While Kuhr said there have been some inconsistencies with the numbers because of the amount of time it takes for testing results to come back, he didn’t think Wednesday’s total was because of it.
“There were five related cases in yesterday’s 14,” he said. “That’s what really contributed to that high number. We’ve had small clusters like that throughout.”
“I would almost praise these clusters because that tells me that Mesa County’s contact tracers are working,” Colorado Canyons Hospital and Medical Center Dr. Korrey Klein added. “If we can find the small cluster, then it can be contained before it became a large cluster or in that pot of unknowns.”
Getting the testing results back quicker was something they all would like to see improved.
“Rapid response on testing is going to benefit everybody because it drives our length of stay and ability to protect our associates,” Johnson said. “We’d certainly be advocating for a testing site here because what we are seeing is sending 2-3 days, to now 5-7 days and all indications ... that will continue to grow.”
Kuhr said he had his sights set on getting a testing site closer to Mesa County.

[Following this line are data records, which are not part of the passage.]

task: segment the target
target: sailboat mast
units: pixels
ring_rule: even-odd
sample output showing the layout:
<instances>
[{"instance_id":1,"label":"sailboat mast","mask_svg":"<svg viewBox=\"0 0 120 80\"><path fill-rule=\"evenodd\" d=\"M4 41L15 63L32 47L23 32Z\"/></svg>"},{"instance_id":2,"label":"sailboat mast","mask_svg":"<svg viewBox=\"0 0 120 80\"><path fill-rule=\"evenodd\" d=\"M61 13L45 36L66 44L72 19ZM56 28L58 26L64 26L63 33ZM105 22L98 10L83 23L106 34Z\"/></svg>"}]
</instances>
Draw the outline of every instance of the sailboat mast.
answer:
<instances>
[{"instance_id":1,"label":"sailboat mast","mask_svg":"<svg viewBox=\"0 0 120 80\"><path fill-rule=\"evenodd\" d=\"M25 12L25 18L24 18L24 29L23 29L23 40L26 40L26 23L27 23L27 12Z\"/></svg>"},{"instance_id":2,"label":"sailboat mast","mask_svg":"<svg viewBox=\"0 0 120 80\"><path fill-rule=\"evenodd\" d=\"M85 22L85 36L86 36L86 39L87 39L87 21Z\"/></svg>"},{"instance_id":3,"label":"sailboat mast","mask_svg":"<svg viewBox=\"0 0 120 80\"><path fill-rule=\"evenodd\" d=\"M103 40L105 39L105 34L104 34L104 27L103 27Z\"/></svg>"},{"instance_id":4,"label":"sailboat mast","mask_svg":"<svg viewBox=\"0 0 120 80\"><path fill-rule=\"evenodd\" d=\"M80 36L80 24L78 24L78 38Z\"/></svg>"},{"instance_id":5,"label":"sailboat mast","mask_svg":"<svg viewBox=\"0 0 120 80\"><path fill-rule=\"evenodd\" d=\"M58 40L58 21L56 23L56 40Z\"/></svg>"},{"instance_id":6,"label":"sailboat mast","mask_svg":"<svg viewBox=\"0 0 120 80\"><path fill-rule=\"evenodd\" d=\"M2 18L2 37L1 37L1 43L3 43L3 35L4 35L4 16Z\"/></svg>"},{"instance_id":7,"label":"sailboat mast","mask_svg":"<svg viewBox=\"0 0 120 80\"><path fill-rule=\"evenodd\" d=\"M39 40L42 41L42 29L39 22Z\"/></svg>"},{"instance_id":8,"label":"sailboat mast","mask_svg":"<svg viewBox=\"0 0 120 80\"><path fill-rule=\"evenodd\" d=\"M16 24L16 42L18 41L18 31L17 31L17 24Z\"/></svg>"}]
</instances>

“We may open a Western Slope laboratory to serve the state of Colorado, which would be great for us,” Kuhr said.
Thomas said the long turnaround time affects how they use their supplies.
“If we could have turnaround faster, that could dictate how we treat or what we utilize,” he said.
Community Hospital also receives around 40 rapid tests a week that they can take in-house in under an hour that are only for emergency cases. Thomas said they’ve done around 2,500 COVID tests total.
“The problem is we are seeing that 5-7 day turnaround from third parties,” he said. “We’re constantly talking to different vendors about how we can improve on that.”